We must also generate the index page, with a table of links to all the months. Each row in this table contains all the months of that year. There is, however, no guarantee that years are contiguous. We just look to see what year directories are present, and that determines the set of table rows.

The above conditions suggest a data structure made from instances of three classes:

  1. One YearCollection instance contains everything we need to build the index page.

    Because this instance contains all the input data, it can figure out which months are the Previous and Next navigational links for a given month.

  2. The YearCollection instance is a container for YearRow instances, one for each year for which there is an input data directory.

    Each YearRow instance has all the information needed to build one row of the index table.

  3. Each YearRow instance is a container for up to twelve MonthCell instances.

    Each MonthCell instance has all the information about one month for which there is an input XML file, and has everything needed to build the monthly HTML page.

6.1. Discarded approaches

The first cut at an overall data structure was a list named yearList containing YearRow instances.

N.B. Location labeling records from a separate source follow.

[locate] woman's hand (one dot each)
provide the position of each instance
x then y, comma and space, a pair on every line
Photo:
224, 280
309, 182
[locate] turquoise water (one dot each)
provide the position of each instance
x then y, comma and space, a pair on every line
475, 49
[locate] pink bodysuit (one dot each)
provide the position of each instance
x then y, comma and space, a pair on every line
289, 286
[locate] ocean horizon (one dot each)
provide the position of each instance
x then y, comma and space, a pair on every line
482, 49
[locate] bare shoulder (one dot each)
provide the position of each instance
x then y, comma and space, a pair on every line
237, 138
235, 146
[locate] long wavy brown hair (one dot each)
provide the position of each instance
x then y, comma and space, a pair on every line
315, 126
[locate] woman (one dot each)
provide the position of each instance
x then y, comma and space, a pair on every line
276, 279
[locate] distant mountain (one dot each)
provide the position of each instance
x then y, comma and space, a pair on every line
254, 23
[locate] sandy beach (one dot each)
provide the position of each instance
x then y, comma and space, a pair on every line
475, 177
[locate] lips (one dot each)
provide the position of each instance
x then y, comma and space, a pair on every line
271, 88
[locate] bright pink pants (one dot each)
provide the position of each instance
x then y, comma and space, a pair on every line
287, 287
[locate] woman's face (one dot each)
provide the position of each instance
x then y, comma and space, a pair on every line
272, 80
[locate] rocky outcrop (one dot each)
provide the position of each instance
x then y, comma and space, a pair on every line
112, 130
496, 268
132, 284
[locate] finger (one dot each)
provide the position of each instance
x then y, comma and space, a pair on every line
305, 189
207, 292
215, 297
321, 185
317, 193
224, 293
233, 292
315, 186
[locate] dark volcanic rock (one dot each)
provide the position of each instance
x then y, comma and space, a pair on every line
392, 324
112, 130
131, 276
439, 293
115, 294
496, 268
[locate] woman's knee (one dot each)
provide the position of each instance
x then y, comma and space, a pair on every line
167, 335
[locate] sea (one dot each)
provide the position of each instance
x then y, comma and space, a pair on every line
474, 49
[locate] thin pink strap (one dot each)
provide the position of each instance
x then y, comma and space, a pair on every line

Each YearRow would be a container for BirdNoteSet instances, one per valid month.

However, there are certain things we need to know about the months, such as the month number (e.g., '04'). So the MonthCell class was invented, with an instance holding one BirdNoteSet and ancillary information such as the month number and the file name of the month page. Each YearRow would then be a container for MonthCell instances, one per valid month.

The next problem was connecting up the navigation links between month pages. Clearly, when rendering a month page, we must know the URL of the Previous month page (if any) and the Next month page (if any). However, how does the MonthCell instance know these URLs? Three approaches were considered:

  • Let the MonthCell class have attributes that hold the previous/next links; initialize them to None.

    Then, after all the MonthCell instances are created, make a serial pass through them and link them up into a bidirectional linked list.

    Finally, render each MonthCell into HTML in any old order, using the stored previous/next attributes to set up its navigation.

    The aesthetic objection to this approach was that the MonthCell objects depend on an external mechanism to set up their linking. Logically, the information required to find a month's neighbors should reside at a higher organizational level.

  • Define a global function called something like neighbors() that finds the previous/next neighbors, given a year and month. This function would walk through the yearList, starting at the given month, and working backwards and forwards to find the nearest neighbors.

    The objection to this approach is that the yearList must then be global, or be passed around through many levels.

  • At this point, the author felt that a third class was called for: YearCollection, which manages the overall sequence of years and months.

    • It can traverse the years in reverse chronological order to build the index table with the most recent years first.

    • It is the obvious place for logic that can find the neighbors of any month.